Tuesday, January 13, 2009

Well!

I had a thought and I was totally going to post about it BUT it has left me. It's gone. Oh well. C'est la vie!

Here is something I was thinking about yesterday, though:

I've decided that I'm going to pretent I am ready to date. This stems from a conversation I had with some co-workers last Friday. Basically the jist of the conversation was "Fake it 'til you make it." So I'm just going to act like I'm not an emotional wreck 90% of the time and put myself out there and do the stuff that I like.

Basically, I'm going to try to make 2009 the year of positive thinking. I'm trying to be less negative, smile more, laugh more, and love more. I feel like what you put out there is what you get back. I've lived most of my adult life (all 5-8 years, depending on how you look at things) being a grumpy Gus, an Oscar the Grouch, if you will. I'm pretty tired of it.

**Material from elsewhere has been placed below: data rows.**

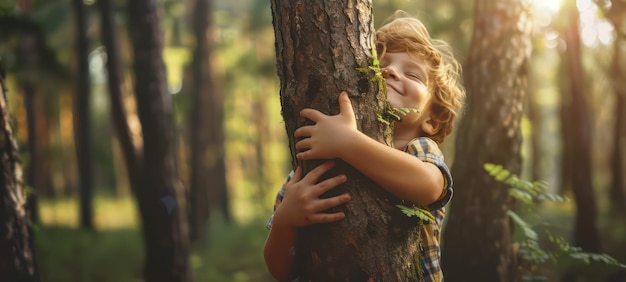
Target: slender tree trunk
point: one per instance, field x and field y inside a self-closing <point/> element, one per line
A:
<point x="320" y="45"/>
<point x="208" y="168"/>
<point x="617" y="15"/>
<point x="162" y="201"/>
<point x="17" y="254"/>
<point x="577" y="126"/>
<point x="477" y="240"/>
<point x="117" y="89"/>
<point x="82" y="119"/>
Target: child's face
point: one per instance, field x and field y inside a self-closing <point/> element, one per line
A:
<point x="407" y="79"/>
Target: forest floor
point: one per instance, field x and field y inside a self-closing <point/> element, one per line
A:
<point x="114" y="253"/>
<point x="234" y="252"/>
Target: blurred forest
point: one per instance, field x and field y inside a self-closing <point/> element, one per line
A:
<point x="77" y="132"/>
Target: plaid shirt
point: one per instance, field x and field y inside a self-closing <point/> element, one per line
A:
<point x="426" y="150"/>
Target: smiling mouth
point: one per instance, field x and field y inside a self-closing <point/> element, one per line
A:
<point x="393" y="88"/>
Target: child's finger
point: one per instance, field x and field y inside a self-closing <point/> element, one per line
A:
<point x="303" y="144"/>
<point x="297" y="175"/>
<point x="304" y="131"/>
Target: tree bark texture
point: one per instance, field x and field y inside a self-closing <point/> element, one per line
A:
<point x="82" y="120"/>
<point x="17" y="255"/>
<point x="576" y="126"/>
<point x="161" y="197"/>
<point x="322" y="48"/>
<point x="477" y="240"/>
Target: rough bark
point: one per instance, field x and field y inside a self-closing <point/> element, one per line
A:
<point x="17" y="256"/>
<point x="320" y="45"/>
<point x="477" y="239"/>
<point x="82" y="119"/>
<point x="576" y="126"/>
<point x="162" y="203"/>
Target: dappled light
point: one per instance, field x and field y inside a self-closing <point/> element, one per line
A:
<point x="188" y="111"/>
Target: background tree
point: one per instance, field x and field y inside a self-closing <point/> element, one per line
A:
<point x="576" y="131"/>
<point x="489" y="132"/>
<point x="617" y="15"/>
<point x="17" y="254"/>
<point x="117" y="92"/>
<point x="82" y="117"/>
<point x="208" y="170"/>
<point x="164" y="230"/>
<point x="322" y="48"/>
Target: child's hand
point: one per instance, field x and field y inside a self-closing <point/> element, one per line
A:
<point x="302" y="206"/>
<point x="328" y="136"/>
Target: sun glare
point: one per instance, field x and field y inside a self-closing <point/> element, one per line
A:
<point x="551" y="6"/>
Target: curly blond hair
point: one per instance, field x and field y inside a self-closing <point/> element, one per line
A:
<point x="404" y="33"/>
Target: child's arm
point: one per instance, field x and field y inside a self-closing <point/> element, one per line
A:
<point x="337" y="136"/>
<point x="301" y="206"/>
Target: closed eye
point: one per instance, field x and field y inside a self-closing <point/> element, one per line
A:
<point x="414" y="76"/>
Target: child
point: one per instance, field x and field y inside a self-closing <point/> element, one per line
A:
<point x="420" y="74"/>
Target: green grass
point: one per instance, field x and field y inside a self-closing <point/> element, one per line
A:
<point x="64" y="253"/>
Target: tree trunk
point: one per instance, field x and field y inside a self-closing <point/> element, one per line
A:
<point x="617" y="15"/>
<point x="320" y="47"/>
<point x="116" y="85"/>
<point x="576" y="124"/>
<point x="82" y="119"/>
<point x="477" y="240"/>
<point x="162" y="201"/>
<point x="17" y="256"/>
<point x="208" y="168"/>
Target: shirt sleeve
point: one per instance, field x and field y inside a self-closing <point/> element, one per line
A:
<point x="427" y="150"/>
<point x="279" y="199"/>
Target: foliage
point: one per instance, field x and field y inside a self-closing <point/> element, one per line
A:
<point x="420" y="213"/>
<point x="230" y="252"/>
<point x="69" y="254"/>
<point x="529" y="194"/>
<point x="393" y="114"/>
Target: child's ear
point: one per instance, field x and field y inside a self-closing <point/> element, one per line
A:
<point x="431" y="126"/>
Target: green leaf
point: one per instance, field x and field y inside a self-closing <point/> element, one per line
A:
<point x="418" y="212"/>
<point x="526" y="228"/>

I'm trying to avoid those things that make me feel poorly or negatively about things. Unfortunately, that has caused me to not seek out some of my friends. We shall see if that changes, but quite honestly they aren't seeking me out either. Such is life, I guess.

I've really changed in the past two and a half years. I think some of it is for the better and some of it was for the worst. For instance, I've become more positive but I've stopped going to church. I feel like one of the steps I'm going to need to take for myself is getting myself back into church. I don't generally feel God's presence when I'm there though and I think that's the disconnect. I used to feel something everytime I went and now it's like a void. I don't know. It hasn't hampered my belief in Him or His son or His spirit. It has, however, crushed my faith in humanity. I occassionally see random acts of kindness. But more often than not, I am seeing people judging others, being mean, laughing and ridiculing people and generally not being very good.

The other problem I've been running into is this: who am I to say that my way is the only way and that everyone who doesn't believe what I believe is wrong. In their minds, they aren't wrong. I think that essentially we are all going different routes to achieve the same thing. To find paradise, heaven, etc. So in that instance, is it right for me to act superior to my non-Catholic Christian brothers and sisters? I think not.